Maraknya rentetan musibah ini menggarisbawahi beberapa poin evaluasi penting yang patut menjadi perhatian bersama:
* Kelembapan Rendah dan Material Kering
Selama musim kemarau, tingkat kelembapan udara menurun drastis. Material bangunan semipermanen, kayu, barang bekas, hingga dedaunan menjadi sangat kering dan bertindak layaknya bahan bakar yang sangat peka terhadap api. Percikan api sekecil apa pun dapat dengan cepat membesar akibat terpaan angin kencang.
* Faktor Kelalaian Manusia (Human Error) Dominan
Dari tiga peristiwa tersebut, dua di antaranya terkonfirmasi dipicu oleh kelalaian di area dapur, baik penggunaan tungku kayu tradisional yang ditinggalkan dalam kondisi bara menyala, maupun kurangnya perawatan pada komponen kompor gas.

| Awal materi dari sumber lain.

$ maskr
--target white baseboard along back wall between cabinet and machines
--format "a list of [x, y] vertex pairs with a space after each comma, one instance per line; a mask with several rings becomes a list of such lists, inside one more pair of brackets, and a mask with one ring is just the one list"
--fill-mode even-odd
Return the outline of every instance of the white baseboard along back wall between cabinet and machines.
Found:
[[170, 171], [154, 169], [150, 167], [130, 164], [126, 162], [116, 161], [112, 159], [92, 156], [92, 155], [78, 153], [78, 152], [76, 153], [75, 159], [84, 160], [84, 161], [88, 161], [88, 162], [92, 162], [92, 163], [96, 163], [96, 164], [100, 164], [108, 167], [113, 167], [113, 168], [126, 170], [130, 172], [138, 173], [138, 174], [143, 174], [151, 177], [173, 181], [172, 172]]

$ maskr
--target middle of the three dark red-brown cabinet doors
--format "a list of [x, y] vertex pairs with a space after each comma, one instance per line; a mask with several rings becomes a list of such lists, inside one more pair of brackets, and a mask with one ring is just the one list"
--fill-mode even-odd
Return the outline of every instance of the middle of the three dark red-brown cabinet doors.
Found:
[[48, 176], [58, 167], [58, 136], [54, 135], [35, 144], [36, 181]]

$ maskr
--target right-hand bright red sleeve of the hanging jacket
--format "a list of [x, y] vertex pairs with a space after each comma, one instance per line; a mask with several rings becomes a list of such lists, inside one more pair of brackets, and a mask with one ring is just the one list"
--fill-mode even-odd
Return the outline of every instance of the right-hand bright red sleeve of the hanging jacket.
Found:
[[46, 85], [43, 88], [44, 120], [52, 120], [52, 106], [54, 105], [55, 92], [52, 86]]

Hal ini membuktikan bahwa pemicu utama kebakaran sebagian besar berakar dari rendahnya tingkat kewaspadaan (lack of awareness) dari pemilik bangunan.
* Kebutuhan Penguatan Armada Damkar dan Sinergi Lintas Sektor
Insiden di Kota Tasikmalaya yang memerlukan bantuan armada lintas wilayah hingga pelibatan TNI AD menyingkap fakta bahwa sarana dan prasarana Pemadam Kebakaran di daerah kerap mengalami keterbatasan saat berhadapan dengan kebakaran skala besar. Kendati sinergi lintas sektor (BPBD, TNI-Polri, Tagana, PMI, dan PLN) berjalan sangat baik, modernisasi serta penambahan armada Damkar daerah sudah menjadi kebutuhan yang mendesak.

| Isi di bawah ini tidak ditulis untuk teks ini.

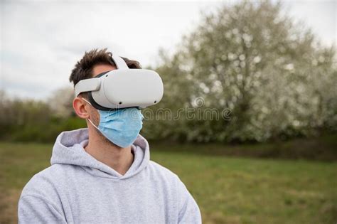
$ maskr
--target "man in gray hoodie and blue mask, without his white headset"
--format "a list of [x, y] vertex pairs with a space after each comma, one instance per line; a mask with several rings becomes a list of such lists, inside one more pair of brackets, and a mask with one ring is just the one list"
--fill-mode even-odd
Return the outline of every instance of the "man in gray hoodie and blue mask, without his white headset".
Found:
[[[129, 68], [140, 68], [137, 61], [123, 60]], [[91, 50], [75, 65], [70, 82], [75, 86], [115, 69], [107, 49]], [[139, 134], [139, 109], [106, 116], [92, 107], [85, 92], [75, 97], [73, 108], [87, 128], [58, 136], [51, 166], [23, 188], [19, 223], [201, 223], [198, 205], [178, 176], [149, 160], [149, 144]], [[132, 119], [137, 125], [129, 122], [131, 110], [137, 110]], [[120, 129], [111, 138], [99, 128], [103, 120], [107, 128], [118, 122]]]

Langkah Preventif Mitigasi Kebakaran Bagi Masyarakat
Menghadapi porsi musim kemarau yang masih berjalan, masyarakat diimbau untuk tidak menyepelekan potensi bahaya di lingkungan sekitar:
* Pastikan Tungku dan Kompor Padam Total: Jangan sekali-kali meninggalkan dapur dalam keadaan bara api atau kompor masih menyala. Siram tungku kayu dengan air hingga pastikan tidak ada asap yang tersisa.
* Cek Berkala Komponen Gas LPG: Pastikan regulator, klem, dan selang LPG dalam kondisi berstandar SNI serta tidak mengalami kebocoran.

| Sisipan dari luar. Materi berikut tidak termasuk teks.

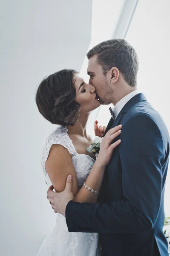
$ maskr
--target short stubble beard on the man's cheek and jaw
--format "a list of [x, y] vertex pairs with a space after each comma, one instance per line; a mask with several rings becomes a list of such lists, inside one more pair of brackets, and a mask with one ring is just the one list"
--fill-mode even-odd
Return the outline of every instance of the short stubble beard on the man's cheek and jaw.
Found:
[[107, 79], [104, 79], [102, 99], [100, 98], [101, 105], [109, 105], [113, 102], [114, 90], [109, 85]]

* Hindari Membakar Sampah Sembarangan: Hembusan angin kencang di musim kemarau dapat menerbangkan abu berbara ke area pemukiman yang rawan terbakar.
* Sediakan Alat Pemadam Sederhana: Minimal sediakan pasir, karung goni basah, atau Alat Pemadam Api Ringan (APAR) di area berisiko tinggi seperti dapur atau tempat usaha.
Bencana kebakaran di musim kemarau bukan sekadar "musibah tak terduga", melainkan ancaman nyata yang dampaknya dapat ditekan jika kewaspadaan masyarakat ditingkatkan. Pemerintah daerah dan instansi terkait diharapkan tidak hanya sigap pada saat proses pemadaman, tetapi juga semakin masif melancarkan edukasi mitigasi kebencanaan hingga ke tingkat RT/RW.